If the Lumos Merck Agreement is terminated, and upon Merck’s written request, Lumos is obligated to use reasonable and diligent efforts to assign to Merck any sublicenses previously granted by Lumos.
License and PRV Asset Purchase Agreements
In November 2014, NewLink entered into a worldwide license and collaboration agreement (the “NewLink Merck Agreement”), with Merck, to develop and potentially commercialize its Ebola vaccine rVSV∆G-ZEBOV that it licensed from the Public Health Agency of Canada (“PHAC”). rVSV∆G-ZEBOV was also eligible to receive a PRV if approval was granted by the U.S. Food and Drug Administration (the “FDA”), with the Company entitled to 60% and Merck entitled to the remaining 40% of the PRV value obtained through sale, transfer or other disposition of the PRV. On December 20, 2019, Merck announced that the FDA approved its application for ERVEBO® (Ebola Zaire Vaccine, Live) for the prevention of disease caused by Zaire Ebola virus in individuals 18 years of age and older and grant of the PRV.
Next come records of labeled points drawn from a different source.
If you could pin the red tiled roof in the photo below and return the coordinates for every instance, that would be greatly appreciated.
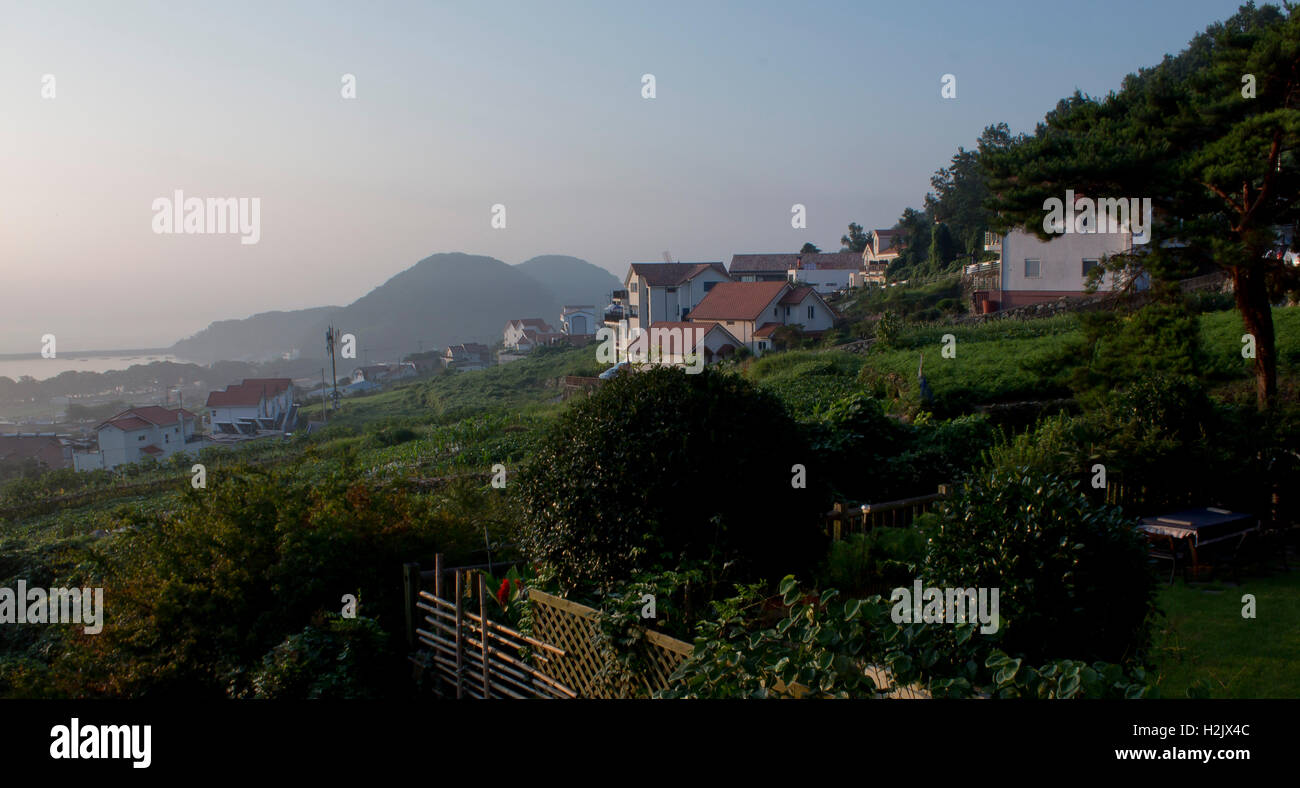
(762, 263)
(46, 449)
(689, 333)
(796, 295)
(737, 301)
(143, 416)
(670, 275)
(832, 260)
On July 27, 2020, Lumos and Merck entered into the asset purchase agreement (the “PRV Asset Purchase Agreement”), whereby Lumos and Merck each agreed that Merck would purchase the PRV from the Company. Merck agreed to pay the Company an aggregate of $60 million in two installments. The $35.7 million liability, representing the portion of the PRV value to which Merck was entitled, was also extinguished through the PRV Asset Purchase Agreement. The first installment of $34.0 million was received by the Company at the closing during the three months ended September 30, 2020 and the second installment of $26.0 million was received on January 11, 2021. For the year ended December 31, 2020, the Company recognized a gain of $6.3 million, net of $1.5 million in costs incurred, from the sale of the PRV and such gain is recorded within other income, net on the consolidated statements of operations.
Under the NewLink Merck Agreement, as amended, the Company has earned and has the potential to continue to earn royalties on sales of the vaccine in certain countries. However, we believe that the market for the vaccine will be limited primarily to areas in the developing world that are excluded from royalty payment or where the vaccine is donated or sold at low or no margin and, therefore, we do not expect to receive material royalty payments from Merck in the foreseeable future. For the years ended December 31, 2021 and 2020, the Company recognized revenues of $10,000 and $168,000, respectively, for work the Company performed in relation to ERVEBO®, as a subcontractor of Merck, and $220,000 and $0, respectively, for royalties related to royalty-bearing commercial sales of the vaccine. Additionally, per the terms of the licensing agreement with the PHAC, the Company has an obligation to pay a royalty fee to the PHAC for any royalty amounts earned. For the years ended December 31, 2021 and 2020, the Company paid the PHAC $146,000 and $0, respectively, for royalties related to royalty-bearing commercial sales of the vaccine. The royalty payments are included within general and administrative expenses in the consolidated statement of operations.